Os factores que motivam este movimento humano maciço estão cada vez mais actuantes. Os países e regiões do Próximo e Médio Oriente estão cada vez mais longe da paz, a afirmação das potências regionais apoiadas pelo Ocidente, Israel e a Arábia Saudita, em conjunto com as pretensões turcas de regresso a um passado imperial, prometem um futuro agitado àquela parte do mundo, tão afectada pela política do petróleo e pelo conflito geoestratégico entre as grandes potências. No continente africano, o efeito conjugado das alterações climáticas, manutenção de regimes políticos ditatoriais, situações de banditismo generalizado e de guerra permanente, exploração desenfreada de riquezas alternando com estagnação económica em vários países, fazem com a instabilidade e a insegurança se generalizem, daí também se encontrarem muitos africanos a procurarem países onde esperam encontrar. A crise política e económica que afecta a América Latina vai também sem dúvida fazer engrossar o caudal de refugiados oriundos daquela parte do globo, que já foi muito grande no tempo das ditaduras militares, e agora vai provavelmente conhecer um novo aumento.

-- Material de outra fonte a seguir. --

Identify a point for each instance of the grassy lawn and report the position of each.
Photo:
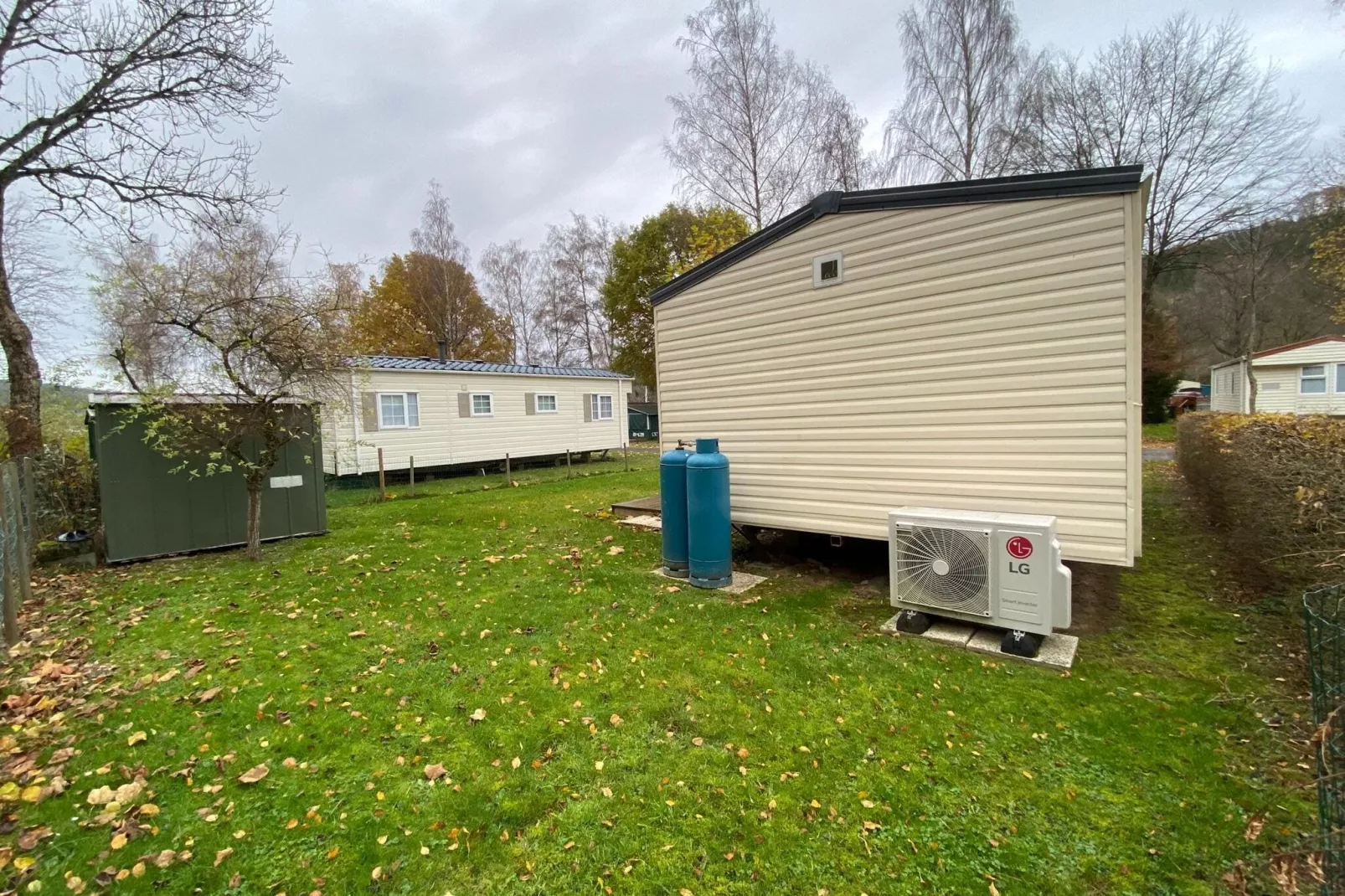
(1160, 432)
(590, 728)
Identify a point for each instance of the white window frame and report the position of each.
(817, 270)
(1305, 377)
(596, 406)
(406, 417)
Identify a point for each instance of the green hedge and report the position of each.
(1274, 489)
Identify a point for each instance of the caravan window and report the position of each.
(1312, 379)
(399, 410)
(600, 406)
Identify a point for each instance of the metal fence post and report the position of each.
(382, 485)
(8, 557)
(1324, 616)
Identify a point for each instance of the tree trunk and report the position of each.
(255, 518)
(23, 419)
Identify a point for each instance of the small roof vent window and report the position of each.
(827, 270)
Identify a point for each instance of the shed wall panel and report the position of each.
(976, 357)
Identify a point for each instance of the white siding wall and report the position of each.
(444, 437)
(1278, 392)
(981, 357)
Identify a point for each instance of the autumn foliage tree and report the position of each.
(390, 317)
(663, 245)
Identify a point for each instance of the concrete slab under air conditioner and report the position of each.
(946, 632)
(741, 581)
(1056, 651)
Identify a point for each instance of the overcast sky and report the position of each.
(528, 109)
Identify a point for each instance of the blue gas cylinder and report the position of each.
(709, 536)
(672, 510)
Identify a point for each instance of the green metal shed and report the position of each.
(151, 512)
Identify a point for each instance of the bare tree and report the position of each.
(116, 104)
(510, 281)
(443, 287)
(556, 341)
(750, 133)
(841, 162)
(959, 119)
(248, 343)
(1189, 102)
(580, 256)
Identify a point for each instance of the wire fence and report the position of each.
(1324, 615)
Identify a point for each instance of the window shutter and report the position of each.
(368, 410)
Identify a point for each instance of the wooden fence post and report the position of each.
(382, 483)
(7, 564)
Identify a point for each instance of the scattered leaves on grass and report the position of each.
(253, 774)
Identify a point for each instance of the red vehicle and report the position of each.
(1184, 399)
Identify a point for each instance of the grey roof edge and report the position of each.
(1085, 182)
(433, 365)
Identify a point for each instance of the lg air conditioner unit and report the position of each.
(983, 568)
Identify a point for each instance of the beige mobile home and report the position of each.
(464, 412)
(1300, 378)
(971, 346)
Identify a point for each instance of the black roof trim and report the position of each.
(1089, 182)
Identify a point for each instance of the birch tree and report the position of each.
(1189, 101)
(760, 130)
(115, 111)
(443, 286)
(580, 256)
(510, 281)
(965, 64)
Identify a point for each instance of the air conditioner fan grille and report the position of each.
(943, 568)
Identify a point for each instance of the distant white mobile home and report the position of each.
(1300, 378)
(971, 346)
(461, 412)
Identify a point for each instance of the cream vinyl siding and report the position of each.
(444, 437)
(1278, 383)
(979, 357)
(1229, 388)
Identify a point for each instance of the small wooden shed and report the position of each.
(972, 346)
(148, 510)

O problema dos refugiados, os que procuram atravessar o Mediterrâneo e deixar outras partes do mundo, é sem dúvida o maior da actualidade. Deriva em primeiro lugar da incapacidade e do desinteresse, sobretudo das grandes potências, em manter a paz e criar condições para o desenvolvimento nas várias partes do mundo. Isto já foi dito muitas vezes. Contudo parece cada vez mais longe de ser levado à prática.